Often compliments are countered with a self-deprecating comment.
“Thanks but my hair wouldn’t fix right and my eyes are puffy.”
“That thing you made is great!”
“Well I could’ve done this and that to make it better.”
Compliments make us self-conscious. We cringe inside and feel uncomfortable when someone offers us a simple compliment. Instantly we list our perceived faults. Even if we are proud of it we cannot just say thank you because then it may seem vain or prideful.
Vain: adj. 1.excessively proud of or concerned about one’s own appearance, qualities, achievements, etc.; conceited.
There is nothing wrong with being proud of an accomplishment.
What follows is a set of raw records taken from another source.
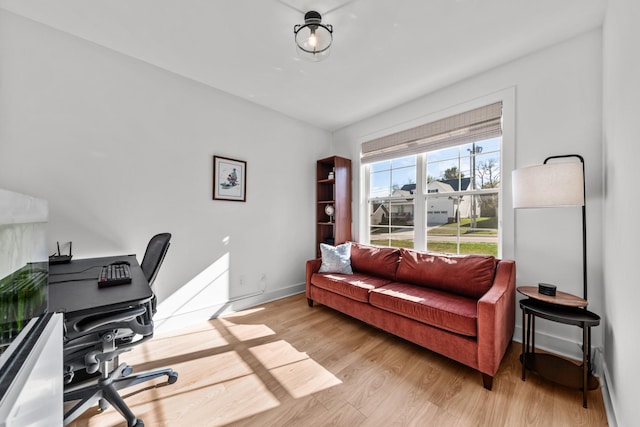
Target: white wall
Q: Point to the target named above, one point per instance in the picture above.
(123, 150)
(622, 235)
(558, 97)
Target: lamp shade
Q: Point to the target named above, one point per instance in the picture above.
(548, 185)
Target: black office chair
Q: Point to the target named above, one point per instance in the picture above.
(94, 343)
(154, 255)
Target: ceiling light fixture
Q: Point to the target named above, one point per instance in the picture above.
(313, 38)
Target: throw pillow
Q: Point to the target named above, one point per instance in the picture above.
(336, 259)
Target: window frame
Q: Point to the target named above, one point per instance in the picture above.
(506, 225)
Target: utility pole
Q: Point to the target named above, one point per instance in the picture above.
(475, 149)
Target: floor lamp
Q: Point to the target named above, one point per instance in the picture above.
(556, 184)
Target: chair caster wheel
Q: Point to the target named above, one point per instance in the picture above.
(172, 378)
(103, 405)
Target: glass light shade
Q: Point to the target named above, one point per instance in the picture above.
(548, 185)
(313, 38)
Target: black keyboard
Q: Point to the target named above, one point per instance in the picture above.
(114, 274)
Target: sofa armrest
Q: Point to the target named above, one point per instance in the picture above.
(496, 318)
(313, 265)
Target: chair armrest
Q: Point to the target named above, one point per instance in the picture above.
(108, 320)
(496, 318)
(313, 266)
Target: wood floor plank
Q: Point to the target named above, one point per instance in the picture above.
(286, 364)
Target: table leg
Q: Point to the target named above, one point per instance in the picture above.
(585, 362)
(523, 355)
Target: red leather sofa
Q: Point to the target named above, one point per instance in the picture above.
(462, 307)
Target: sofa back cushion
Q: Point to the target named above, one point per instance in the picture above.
(381, 262)
(467, 275)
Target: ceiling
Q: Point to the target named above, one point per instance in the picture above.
(385, 52)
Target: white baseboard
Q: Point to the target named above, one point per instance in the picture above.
(573, 350)
(239, 303)
(606, 396)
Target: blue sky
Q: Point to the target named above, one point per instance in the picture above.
(398, 172)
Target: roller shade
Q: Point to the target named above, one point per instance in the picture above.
(474, 125)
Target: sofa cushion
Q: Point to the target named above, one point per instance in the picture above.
(355, 286)
(336, 259)
(443, 310)
(381, 262)
(467, 275)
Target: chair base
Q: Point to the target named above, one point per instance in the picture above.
(104, 392)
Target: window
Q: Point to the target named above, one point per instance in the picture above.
(443, 198)
(391, 202)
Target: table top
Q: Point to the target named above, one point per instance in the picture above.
(560, 313)
(561, 298)
(73, 287)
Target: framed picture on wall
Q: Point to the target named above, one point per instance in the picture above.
(229, 179)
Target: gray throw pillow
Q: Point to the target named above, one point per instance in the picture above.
(336, 259)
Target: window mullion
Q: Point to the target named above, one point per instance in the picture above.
(419, 204)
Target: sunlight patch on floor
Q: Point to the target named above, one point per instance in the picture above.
(295, 371)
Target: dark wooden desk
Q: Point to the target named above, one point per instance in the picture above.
(74, 291)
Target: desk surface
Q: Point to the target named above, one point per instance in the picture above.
(73, 287)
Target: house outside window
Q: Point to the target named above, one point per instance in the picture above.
(443, 197)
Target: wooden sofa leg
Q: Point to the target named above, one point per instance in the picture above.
(487, 381)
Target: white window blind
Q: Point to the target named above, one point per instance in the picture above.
(474, 125)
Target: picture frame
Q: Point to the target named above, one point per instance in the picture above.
(229, 179)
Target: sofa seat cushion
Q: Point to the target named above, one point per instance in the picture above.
(355, 286)
(443, 310)
(466, 275)
(381, 262)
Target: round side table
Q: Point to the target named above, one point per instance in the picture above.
(562, 308)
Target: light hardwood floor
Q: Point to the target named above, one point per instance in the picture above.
(285, 364)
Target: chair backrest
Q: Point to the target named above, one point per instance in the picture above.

Something you worked hard for. Something that did and it turned out well. Or just feeling pretty because for some reason that day your makeup went on right, your hair fixed perfectly, or whatever. It is not vanity to be proud of yourself. It’s good to have some pride. So unless you’re conceited and excessive about it then you’re good.
Women tend to do this more than men. While I’m sure there are men out there that feel the same, for women it is unconsciously taught to us, ingrained in us. Again there are exceptions to the rule I am speaking in relative terms.
Teaching little girls to be demure when given a compliment must stop. We start by stop doing it ourselves. Appreciate the compliments. This undervaluing ourselves needs to stop. We are worthy of compliments. We are valuable. What we do is valuable.
Whoever you are, no matter what gender you are, you are are deserving of some accolades. Embrace them.
Find your joy and laissez les bons temps rouler!